Interessante observar as diferentes estratégias adotadas pelos gigantes do setor. Enquanto a Meta busca integrar IA diretamente em suas plataformas já estabelecidas, como WhatsApp e Instagram, a Microsoft optou por um caminho distinto. Ao investir pesadamente na OpenAI, criadora do ChatGPT, a Microsoft mantém uma distância estratégica, posicionando-se como parceira e não como desenvolvedora direta de IA generativa. Esta abordagem permite à Microsoft mitigar riscos regulatórios e de reputação, enquanto ainda se beneficia dos avanços em IA. A competição entre essas duas gigantes não é apenas por market share, mas também por modelos de negócios e estratégias de longo prazo no campo da IA. Para o Brasil, entender e navegar nessa dinâmica competitiva é crucial para determinar como podemos nos posicionar e beneficiar nesse novo ecossistema tecnológico.
O Brasil se encontra agora diante de um desafio complexo: como proteger os dados de seus cidadãos, fomentar a inovação local e, ao mesmo tempo, evitar cair na armadilha da colonização digital? A solução não está em simplesmente copiar modelos regulatórios de outras nações, mas em desenvolver uma abordagem que reconheça nossa posição única no cenário global de tecnologia.
Marco regulatório da IA no Brasil
Precisamos de um marco regulatório que seja flexível e adaptável, capaz de evoluir tão rapidamente quanto a tecnologia que busca regular. Ao mesmo tempo, é crucial investir pesadamente em educação e infraestrutura digital, criando um ecossistema que não apenas consuma tecnologia, mas que também a produza.
Mais do que isso, precisamos repensar os modelos econômicos por trás dessas tecnologias. Como podemos garantir que o valor gerado pelos dados dos brasileiros beneficie nossa própria economia e sociedade? Talvez seja hora de considerar modelos onde os usuários tenham participação nos lucros gerados por seus dados, ou onde empresas estrangeiras sejam obrigadas a reinvestir uma parcela significativa de seus lucros localmente.
A decisão da Meta não deve ser vista como o fim da conversa, mas como o início de um diálogo nacional crucial sobre nosso futuro digital. É uma oportunidade para repensar nossa estratégia de desenvolvimento tecnológico, nossa posição na economia global do conhecimento e nossa visão para um futuro onde a inovação, a proteção de dados e a soberania nacional coexistam harmoniosamente.
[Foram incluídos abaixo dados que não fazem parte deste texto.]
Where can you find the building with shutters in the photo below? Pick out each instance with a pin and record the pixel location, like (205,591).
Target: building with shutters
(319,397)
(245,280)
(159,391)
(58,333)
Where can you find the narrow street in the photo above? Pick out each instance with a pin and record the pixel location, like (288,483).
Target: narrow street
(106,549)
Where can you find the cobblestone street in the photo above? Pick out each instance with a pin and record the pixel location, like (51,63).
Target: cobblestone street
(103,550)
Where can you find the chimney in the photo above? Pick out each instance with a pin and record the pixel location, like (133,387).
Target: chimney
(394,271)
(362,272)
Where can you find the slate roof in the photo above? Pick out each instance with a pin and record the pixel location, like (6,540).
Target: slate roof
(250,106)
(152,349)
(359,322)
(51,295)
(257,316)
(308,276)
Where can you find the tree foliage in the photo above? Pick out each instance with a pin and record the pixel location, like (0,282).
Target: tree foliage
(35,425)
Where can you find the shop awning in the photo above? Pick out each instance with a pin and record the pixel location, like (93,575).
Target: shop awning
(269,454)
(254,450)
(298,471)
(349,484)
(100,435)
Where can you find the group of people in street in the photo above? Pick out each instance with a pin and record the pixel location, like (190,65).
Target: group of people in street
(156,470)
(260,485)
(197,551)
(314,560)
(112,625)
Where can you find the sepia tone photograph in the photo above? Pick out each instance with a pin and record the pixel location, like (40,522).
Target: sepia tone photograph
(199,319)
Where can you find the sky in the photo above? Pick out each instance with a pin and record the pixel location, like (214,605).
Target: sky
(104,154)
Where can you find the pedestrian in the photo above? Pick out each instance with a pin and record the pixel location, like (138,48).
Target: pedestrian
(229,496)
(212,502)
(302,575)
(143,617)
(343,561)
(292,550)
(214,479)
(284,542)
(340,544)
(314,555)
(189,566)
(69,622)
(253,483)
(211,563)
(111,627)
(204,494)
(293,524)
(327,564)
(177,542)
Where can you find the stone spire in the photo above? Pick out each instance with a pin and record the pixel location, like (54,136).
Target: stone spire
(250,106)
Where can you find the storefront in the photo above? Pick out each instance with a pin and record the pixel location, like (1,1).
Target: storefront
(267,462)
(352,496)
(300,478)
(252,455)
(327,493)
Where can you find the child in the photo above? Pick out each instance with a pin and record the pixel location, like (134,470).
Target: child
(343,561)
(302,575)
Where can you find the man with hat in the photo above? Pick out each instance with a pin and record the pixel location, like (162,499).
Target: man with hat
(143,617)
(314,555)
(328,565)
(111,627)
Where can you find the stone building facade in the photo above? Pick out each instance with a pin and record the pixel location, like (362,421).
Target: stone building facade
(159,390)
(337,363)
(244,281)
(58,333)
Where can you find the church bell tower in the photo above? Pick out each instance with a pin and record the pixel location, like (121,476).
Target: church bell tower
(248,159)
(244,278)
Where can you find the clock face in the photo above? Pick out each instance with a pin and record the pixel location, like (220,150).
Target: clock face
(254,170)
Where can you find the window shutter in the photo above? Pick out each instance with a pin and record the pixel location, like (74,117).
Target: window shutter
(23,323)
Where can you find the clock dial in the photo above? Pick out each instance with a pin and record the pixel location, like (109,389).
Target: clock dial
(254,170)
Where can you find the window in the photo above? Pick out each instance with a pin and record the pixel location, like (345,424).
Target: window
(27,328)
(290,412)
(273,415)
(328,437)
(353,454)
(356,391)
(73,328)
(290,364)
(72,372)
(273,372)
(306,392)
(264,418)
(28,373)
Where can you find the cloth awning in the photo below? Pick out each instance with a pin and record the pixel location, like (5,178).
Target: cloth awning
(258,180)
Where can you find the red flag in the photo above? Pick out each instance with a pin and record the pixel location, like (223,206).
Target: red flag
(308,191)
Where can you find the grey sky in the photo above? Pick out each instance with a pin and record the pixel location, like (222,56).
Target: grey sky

O Brasil é o melhor celeiro de dados do mundo
O Brasil tem o potencial de ser mais que um mero consumidor ou fornecedor de dados para gigantes tecnológicos globais.
Com a base de usuários que temos, a diversidade única desses dados, podemos e devemos ser protagonistas na definição do futuro da IA. A questão agora é se teremos a visão e a coragem para abraçar esse papel, navegando bem entre a proteção de dados, inovação tecnológica e justiça econômica.
O caminho à frente é desafiador, mas repleto de oportunidades. É hora de o Brasil assumir seu lugar na vanguarda da revolução digital, não apenas como um grande mercado, mas como um líder em inovação responsável, ética e equitativa. O futuro da IA no Brasil está em nossas mãos, e as decisões que tomarmos hoje moldarão não apenas nossa indústria tecnológica, mas o próprio tecido de nossa sociedade digital nas décadas por vir.
Chegou a hora de decidirmos: seremos colonizados digitalmente ou construiremos nossa própria soberania tecnológica?